Marker development, genetic map construction and mapping
To validate the BSA-seq results and further narrow down the region, 21 InDels in the candidate region were selected according to the comparative genomic information among the parents. Twenty one primer pairs were designed to the flanking sequences of the tragetted SNPs using Primer Premier 5.0 (http://www.premierbiosoft.com/primerdesign/). The polymorphism of these InDels was confirmed through polyacrylamide gel electrophoresis as described previously (Zhao et al., 2017). The Indel markers showing polymorphism among the parents were further used to genotype the F2:4 population. The sequences of primers used for mapping are listed in Supplementary Table S1.
Genetic linkage map was constructed using JoinMap 5.0 software (https://www.kyazma.nl/index.php/JoinMap/). The recombinant ratio was converted into genetic distances (centimorgans, cM) through the function of Kosambi map.
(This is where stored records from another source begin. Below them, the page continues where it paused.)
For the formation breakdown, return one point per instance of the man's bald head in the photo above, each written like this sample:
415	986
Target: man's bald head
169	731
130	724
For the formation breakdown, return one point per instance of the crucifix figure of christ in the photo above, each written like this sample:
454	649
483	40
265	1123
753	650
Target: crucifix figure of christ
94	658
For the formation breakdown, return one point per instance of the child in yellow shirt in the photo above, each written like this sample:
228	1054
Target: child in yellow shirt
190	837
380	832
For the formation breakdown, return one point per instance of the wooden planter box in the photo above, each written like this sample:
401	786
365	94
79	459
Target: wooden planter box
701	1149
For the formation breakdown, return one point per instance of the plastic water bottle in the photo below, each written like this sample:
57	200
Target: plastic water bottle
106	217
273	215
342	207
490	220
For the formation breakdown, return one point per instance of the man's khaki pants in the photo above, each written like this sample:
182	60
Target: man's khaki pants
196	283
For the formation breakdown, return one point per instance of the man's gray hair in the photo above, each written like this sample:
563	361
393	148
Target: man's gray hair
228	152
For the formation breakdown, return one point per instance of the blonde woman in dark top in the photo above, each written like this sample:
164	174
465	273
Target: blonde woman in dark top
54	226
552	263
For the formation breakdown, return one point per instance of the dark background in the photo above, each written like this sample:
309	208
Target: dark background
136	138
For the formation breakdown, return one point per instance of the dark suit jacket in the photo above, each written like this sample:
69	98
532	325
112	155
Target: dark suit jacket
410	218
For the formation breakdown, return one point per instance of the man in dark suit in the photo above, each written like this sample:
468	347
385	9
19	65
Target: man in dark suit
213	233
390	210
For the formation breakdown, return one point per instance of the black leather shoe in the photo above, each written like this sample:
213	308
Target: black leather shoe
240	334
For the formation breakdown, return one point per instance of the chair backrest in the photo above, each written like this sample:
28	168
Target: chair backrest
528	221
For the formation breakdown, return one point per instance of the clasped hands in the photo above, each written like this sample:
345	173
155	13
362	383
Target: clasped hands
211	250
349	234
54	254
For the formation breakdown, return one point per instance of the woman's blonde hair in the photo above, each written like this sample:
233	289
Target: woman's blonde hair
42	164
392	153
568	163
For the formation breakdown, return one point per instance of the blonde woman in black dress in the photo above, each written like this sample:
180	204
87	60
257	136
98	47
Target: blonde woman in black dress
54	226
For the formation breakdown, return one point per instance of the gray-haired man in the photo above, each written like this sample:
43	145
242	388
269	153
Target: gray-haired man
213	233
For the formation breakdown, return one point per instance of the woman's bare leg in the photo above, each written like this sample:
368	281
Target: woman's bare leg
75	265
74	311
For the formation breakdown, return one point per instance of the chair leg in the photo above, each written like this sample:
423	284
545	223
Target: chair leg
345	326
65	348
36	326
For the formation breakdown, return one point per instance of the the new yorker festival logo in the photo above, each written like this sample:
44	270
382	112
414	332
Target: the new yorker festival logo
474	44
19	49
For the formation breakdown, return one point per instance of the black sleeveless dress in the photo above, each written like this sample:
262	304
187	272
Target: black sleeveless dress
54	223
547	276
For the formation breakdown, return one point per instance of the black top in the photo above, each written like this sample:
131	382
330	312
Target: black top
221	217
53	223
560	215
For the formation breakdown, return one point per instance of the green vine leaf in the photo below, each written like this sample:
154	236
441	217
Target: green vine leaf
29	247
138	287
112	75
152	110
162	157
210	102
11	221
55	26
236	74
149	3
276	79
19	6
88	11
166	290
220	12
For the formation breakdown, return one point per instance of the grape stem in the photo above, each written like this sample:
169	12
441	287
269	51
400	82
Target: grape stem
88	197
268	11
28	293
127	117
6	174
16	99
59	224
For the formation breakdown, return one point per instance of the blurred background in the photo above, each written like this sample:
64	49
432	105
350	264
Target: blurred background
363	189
The linkage groups were calculated at a minimum LOD score of 5. MapChart 2.3 software was used for drawing the linkage maps (Voorrips, 2002). For QTLs analysis, inclusive composite interval mapping of additive (ICIM-ADD) was performed using software QTL IciMapping V4.1 (Meng et al., 2015). The LOD threshold was calculated by 1,000 permutations at P < 0.05, and the LOD score was set at 2.5 to determine the presence of a putative QTL associated with a target trait.
Prediction of candidate genes
The sequences of gene information in the candidate interval were obtained according to the cultivated peanut reference genome sequences (Version 1, https://peanutbase.org). The functions of candidate genes were annotated through Blastx program in databases of Nr (NCBI, http://www.ncbi.nlm.nih.gov), GO (https://www.geneontology.org/), KOG (http://www.ncbi.nlm.nih.gov/KOG), and KEGG (http://www.genome.jp/kegg). For sequence alignment and phylogenetic analysis of the anthocyanidin reductase (ANR) genes, the amino acid sequences of ANR proteins were download from NCBI. Multiple sequence alignments were performed by clustalw (https://www.genome.jp/tools-bin/clustalw) and BoxShade online program (https://embnet.vital-it.ch/software/BOX_form.html). The phylogenetic analysis was produced by MEGA7 (https://www.megasoftware.net/) with the neighbor-joining statistical method. The GenBank accession numbers of these proteins are provided in Supplementary Table S2.
Quantitative Real-Time PCR (qRT-PCR)
Based on Functional annotation of genes, 14 genes were selected for qRT-PCR analysis. After harvest from field, the seed coat was collected immediately before drying. The samples for qRT-PCR analysis are the same as that for BSA-seq, including two parents and RNA pools, and three biological replicates were prepared for every sample. Total RNA was extracted using Trizol Reagent kit (TaKaRa, Inc., Dalian, China) according to the instructions of manufacturer. The reverse transcriptions were performed with PrimeScript II 1st Strand cDNA Synthesis Kit (TaKaRa, Inc., Dalian, China). The primers for qRT-PCR were designed using Primer Premier 5.0 (http://www.premierbiosoft.com/primerdesign/) and listed in Supplementary Table S1. The qRT-PCR reactions were performed on ABI7500 Real Time System (USA) as previous studies (Wang et al., 2017). The relative expressional levels of genes were calculated by 2-△△CT method.